With the Modiﬁed Backoff Algorithm, counting of the IFS interval is suspended when receive carrier sense is detected. The count resumes when receive carrier sense goes away. This algorithm increases throughput in large networks with heavy trafﬁc (many collisions). It can be considered an “adaptive” backoff algorithm. This mode should only be used in network segments in which all nodes are using this mode. Otherwise, the nodes that are using it will be at a disadvantage to those that are not.

Note: This mode does not conﬂict with IEEE require-

ments for compliance. The IEEE 802.3 speciﬁcation speciﬁes only the minimum amount of time for the backoff interval. This leaves open the possibility of backing off more than the minimum, which is precisely how the Modiﬁed Backoff Algorithm works.

The Modiﬁed Backoff Algorithm is included as an option in the MACE™ (Am79C940) and PCnet-ISA (Am79C960) devices.

6.TX Descriptor Zero Buffer Byte Count Capability

The 12-bit BCNT ﬁeld in the transmit descriptor of the LANCE and C-LANCE devices is loaded with the 2’s complement of the number of bytes that must be transmitted from the buffer. With the 2’s complement representation, a simple incrementer is used in the chip to count through the byte count as bytes are being read from the transmit buffer. When the 2’s complement number reaches all 0’s, the count has expired. The LANCE device does not check for the all 0’s case when the BCNT ﬁeld is ﬁrst loaded from the descriptor. Hence, the all 0’s case is interpreted by the LANCE device as a buffer count of 4096 (2

), preventing zerolength TX buffers in the LANCE device. In addition, the LANCE device ignores the upper 4 bits in TMD2, which are adjacent to the BCNT ﬁeld. These bits are indicated as “must be ones” in the LANCE data sheet.

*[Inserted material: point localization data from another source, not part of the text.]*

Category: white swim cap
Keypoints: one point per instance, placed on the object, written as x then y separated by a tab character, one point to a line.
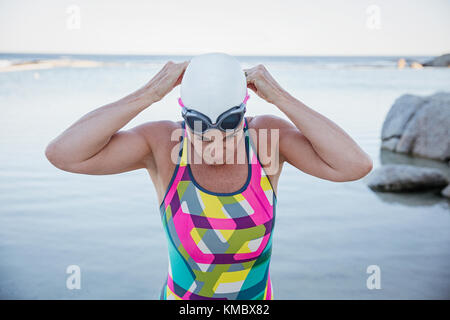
213	83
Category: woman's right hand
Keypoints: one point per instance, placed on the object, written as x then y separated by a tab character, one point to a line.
166	79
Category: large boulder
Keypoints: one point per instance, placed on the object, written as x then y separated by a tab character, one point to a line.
403	178
419	126
441	61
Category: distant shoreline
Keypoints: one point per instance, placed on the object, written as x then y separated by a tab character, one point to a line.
10	62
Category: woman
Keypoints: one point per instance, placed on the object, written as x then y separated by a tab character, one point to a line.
216	185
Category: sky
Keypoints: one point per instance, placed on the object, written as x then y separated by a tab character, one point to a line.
242	27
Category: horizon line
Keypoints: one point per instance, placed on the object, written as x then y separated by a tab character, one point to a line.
237	55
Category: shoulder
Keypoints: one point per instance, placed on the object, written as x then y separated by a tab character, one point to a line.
268	121
161	133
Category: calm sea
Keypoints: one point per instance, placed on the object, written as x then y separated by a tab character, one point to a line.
326	235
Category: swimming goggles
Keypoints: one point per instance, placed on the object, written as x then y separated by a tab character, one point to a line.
228	120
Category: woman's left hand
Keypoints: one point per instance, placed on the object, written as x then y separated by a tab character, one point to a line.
264	85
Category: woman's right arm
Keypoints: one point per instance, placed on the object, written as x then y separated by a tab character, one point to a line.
94	144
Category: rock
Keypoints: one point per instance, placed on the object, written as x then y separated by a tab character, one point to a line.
419	126
446	191
400	178
441	61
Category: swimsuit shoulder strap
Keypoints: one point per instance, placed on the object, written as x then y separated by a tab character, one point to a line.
182	154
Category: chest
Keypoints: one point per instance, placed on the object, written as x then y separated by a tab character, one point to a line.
224	179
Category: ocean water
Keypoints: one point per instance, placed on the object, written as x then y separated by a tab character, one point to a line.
326	235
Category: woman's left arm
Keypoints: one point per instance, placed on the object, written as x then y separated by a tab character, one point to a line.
315	142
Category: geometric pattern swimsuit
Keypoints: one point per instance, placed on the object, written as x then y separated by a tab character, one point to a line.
219	244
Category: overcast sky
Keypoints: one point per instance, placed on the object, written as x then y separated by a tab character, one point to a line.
242	27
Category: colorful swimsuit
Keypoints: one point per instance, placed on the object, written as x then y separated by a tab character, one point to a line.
219	244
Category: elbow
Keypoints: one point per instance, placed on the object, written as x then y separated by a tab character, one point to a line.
356	170
363	168
53	156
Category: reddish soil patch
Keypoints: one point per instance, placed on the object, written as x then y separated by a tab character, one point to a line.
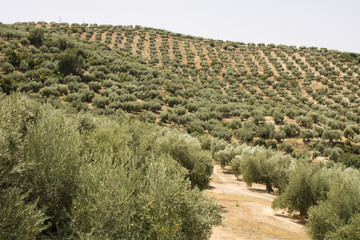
247	211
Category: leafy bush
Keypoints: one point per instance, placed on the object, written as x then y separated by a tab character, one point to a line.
187	152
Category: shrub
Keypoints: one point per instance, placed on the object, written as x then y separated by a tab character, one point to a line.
49	91
287	147
7	67
187	152
261	165
100	102
304	189
94	86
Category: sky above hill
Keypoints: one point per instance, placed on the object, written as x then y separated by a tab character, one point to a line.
333	24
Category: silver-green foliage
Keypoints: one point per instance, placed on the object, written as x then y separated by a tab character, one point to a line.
66	176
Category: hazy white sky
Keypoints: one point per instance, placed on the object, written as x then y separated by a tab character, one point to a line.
333	24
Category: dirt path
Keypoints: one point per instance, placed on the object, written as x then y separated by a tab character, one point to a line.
247	211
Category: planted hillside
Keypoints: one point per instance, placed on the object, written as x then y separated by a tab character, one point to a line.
293	99
110	132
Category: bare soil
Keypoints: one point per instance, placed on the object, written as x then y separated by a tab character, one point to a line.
247	211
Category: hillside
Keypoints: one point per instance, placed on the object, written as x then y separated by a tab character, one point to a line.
124	124
303	98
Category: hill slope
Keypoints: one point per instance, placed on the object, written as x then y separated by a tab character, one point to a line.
304	98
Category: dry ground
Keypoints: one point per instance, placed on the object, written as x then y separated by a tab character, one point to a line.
247	211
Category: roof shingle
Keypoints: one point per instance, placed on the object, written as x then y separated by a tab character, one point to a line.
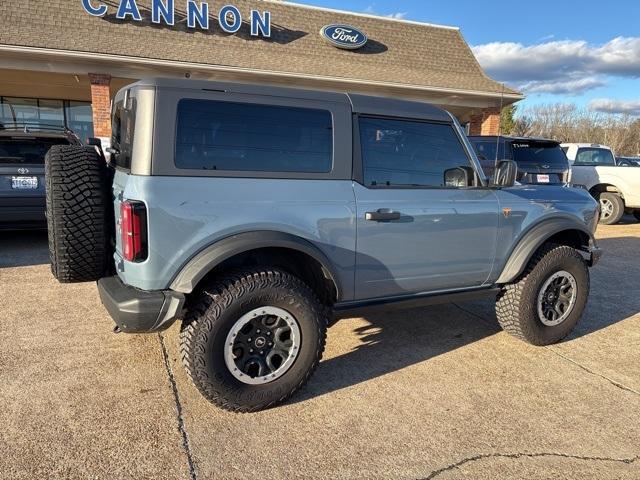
398	52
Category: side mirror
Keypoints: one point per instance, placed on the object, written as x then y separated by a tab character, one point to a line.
459	177
505	174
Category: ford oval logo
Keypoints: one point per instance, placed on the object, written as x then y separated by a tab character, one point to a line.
344	36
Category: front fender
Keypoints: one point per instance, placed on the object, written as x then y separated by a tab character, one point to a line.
535	237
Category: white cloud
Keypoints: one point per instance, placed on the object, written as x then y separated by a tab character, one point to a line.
569	87
560	66
609	105
397	15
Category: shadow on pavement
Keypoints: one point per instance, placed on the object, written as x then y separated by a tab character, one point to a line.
396	340
23	248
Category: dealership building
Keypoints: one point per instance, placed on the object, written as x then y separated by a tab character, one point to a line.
61	61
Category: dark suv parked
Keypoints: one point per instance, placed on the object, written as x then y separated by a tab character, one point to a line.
254	214
23	147
540	161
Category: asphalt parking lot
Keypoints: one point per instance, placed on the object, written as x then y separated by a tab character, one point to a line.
439	392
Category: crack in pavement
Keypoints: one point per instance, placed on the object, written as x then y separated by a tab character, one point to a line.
515	456
564	357
176	396
610	380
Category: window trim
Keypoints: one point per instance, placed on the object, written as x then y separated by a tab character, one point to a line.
358	159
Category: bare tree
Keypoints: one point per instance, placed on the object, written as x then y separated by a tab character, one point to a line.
566	122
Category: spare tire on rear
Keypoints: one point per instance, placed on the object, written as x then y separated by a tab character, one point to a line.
77	199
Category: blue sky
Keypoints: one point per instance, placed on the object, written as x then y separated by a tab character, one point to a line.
584	52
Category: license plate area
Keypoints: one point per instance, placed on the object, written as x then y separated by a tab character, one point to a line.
542	178
24	183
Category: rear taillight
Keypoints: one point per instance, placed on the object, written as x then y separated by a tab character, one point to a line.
133	222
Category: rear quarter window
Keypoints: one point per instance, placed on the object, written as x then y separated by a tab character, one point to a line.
216	135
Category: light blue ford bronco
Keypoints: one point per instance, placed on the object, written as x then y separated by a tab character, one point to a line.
256	214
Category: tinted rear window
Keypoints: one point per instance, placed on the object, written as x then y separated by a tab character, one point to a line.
539	153
214	135
27	150
486	150
594	156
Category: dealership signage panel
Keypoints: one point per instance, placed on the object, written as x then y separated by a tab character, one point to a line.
196	12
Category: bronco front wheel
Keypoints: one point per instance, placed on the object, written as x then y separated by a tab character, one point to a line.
252	338
546	302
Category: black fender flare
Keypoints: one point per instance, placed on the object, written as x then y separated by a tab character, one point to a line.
533	239
213	255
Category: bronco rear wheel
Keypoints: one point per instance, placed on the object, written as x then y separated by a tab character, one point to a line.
252	338
548	299
77	200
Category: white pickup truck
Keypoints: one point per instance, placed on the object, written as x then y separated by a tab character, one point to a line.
616	187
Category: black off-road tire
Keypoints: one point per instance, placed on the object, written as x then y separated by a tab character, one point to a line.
211	316
618	208
77	200
516	306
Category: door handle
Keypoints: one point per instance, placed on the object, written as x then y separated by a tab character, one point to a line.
382	215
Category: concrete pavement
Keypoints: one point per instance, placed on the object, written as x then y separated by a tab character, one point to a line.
438	392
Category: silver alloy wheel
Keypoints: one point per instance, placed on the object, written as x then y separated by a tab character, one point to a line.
262	345
606	208
557	298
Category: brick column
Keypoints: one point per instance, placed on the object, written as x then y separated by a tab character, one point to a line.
101	105
487	122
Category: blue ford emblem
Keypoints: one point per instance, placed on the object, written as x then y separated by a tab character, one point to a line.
344	36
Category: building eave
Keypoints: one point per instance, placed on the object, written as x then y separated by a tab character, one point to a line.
187	67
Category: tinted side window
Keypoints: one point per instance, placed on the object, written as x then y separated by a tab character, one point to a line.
400	152
594	157
216	135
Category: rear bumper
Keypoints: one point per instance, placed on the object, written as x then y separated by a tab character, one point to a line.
22	212
139	311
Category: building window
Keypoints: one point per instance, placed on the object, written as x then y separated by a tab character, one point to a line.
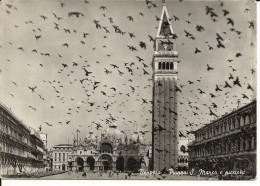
171	65
167	65
163	65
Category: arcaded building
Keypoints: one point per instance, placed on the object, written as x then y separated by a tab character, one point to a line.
112	151
228	143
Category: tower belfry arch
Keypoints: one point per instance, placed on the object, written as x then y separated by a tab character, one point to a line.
165	128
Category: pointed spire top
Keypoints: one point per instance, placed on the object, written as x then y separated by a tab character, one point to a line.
165	27
164	3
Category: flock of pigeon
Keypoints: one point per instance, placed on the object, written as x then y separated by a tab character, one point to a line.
102	73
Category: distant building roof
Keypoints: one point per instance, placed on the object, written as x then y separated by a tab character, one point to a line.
226	115
63	145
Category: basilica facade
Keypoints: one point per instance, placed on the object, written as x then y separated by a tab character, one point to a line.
114	151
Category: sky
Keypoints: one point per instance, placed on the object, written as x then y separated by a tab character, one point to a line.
62	101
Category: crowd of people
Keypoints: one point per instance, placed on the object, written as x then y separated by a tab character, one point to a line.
32	174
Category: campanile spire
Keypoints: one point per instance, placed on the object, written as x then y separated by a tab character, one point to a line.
165	72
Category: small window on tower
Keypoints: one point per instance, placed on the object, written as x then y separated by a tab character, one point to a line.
167	65
171	65
163	65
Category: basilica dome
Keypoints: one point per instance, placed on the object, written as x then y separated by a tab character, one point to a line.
90	137
113	133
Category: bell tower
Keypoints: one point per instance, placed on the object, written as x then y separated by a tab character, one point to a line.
165	130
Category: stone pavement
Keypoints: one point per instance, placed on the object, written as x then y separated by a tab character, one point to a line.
121	176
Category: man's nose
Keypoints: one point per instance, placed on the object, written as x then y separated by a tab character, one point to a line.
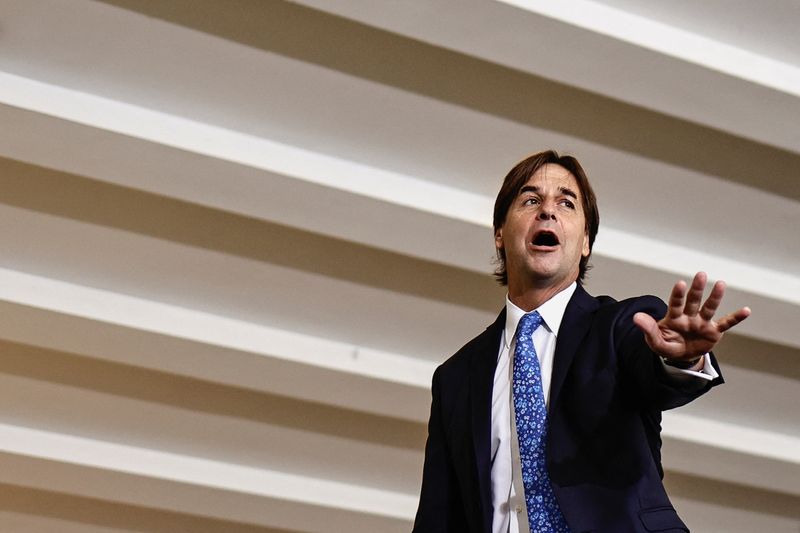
545	213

The C-LANCE device actually uses all 16 bits in TMD2 as the BCNT ﬁeld. Compatibility with the LANCE device is preserved as long as the upper 4 bits in TMD2 are 1’s, as speciﬁed in the LANCE data sheet. The C-LANCE device checks for the case where all 16 bits in TMD2 are zero before starting any transmit DMA from the buffer. If all 16 bits are zero, a zero-length buffer is assumed, and the C-LANCE device immediately clears the OWN in the descriptor without starting any transmit activity on the network. Note that since all 16 bits are checked, compatibility with the LANCE device is preserved for non-Ethernet-compliant

implementations, which may use buffer lengths of 4096 bytes.

Zero Transmit Buffer Byte Count Capability is included in the PCnet-ISA device.

7.Interframe Spacing (IFS) Behavior

a.Two-Part Deferral After Transmit: Two-part deferral

after receive has always been an option in the IEEE

802.3 speciﬁcation. However, two-part deferral after transmit was recently added as an option in the

802.3 speciﬁcation by the IEEE committee. With two-part deferral, the IFS is divided into two parts, IFS1 and IFS2. If there is activity on the wire during IFS1, the IFS counter is reset until the wire is clear again. The IFS counter is not reset once it enters IFS2. When the IFS counter expires, the chip will begin to transmit if it has anything to send.

. The speciﬁcation’s wording for two-part deferral

after transmit is identical to the way that two-part deferral after receive has been worded all along. That is, the speciﬁcation speciﬁes that part 1 of the two parts can be anywhere from 0 to 2/3 of the IFS (9.6 µ s). If part 1 = 0 (perfectly legal), it is equivalent to not implementing two-part deferral at all. Hence, the LANCE device, which implements two-part deferral after receive but not after transmit, complies with IEEE speciﬁcations. However, implementation of two-part deferral after both transmit and receive eliminates a possible scenario where packets cannot be received (due to very small or 0 IFS) but there is no indication of this fact through a collision indication at the transmitter. Therefore, although this scenario is very rare, the C-LANCE device implements two-part deferral after transmit in addition to after receive.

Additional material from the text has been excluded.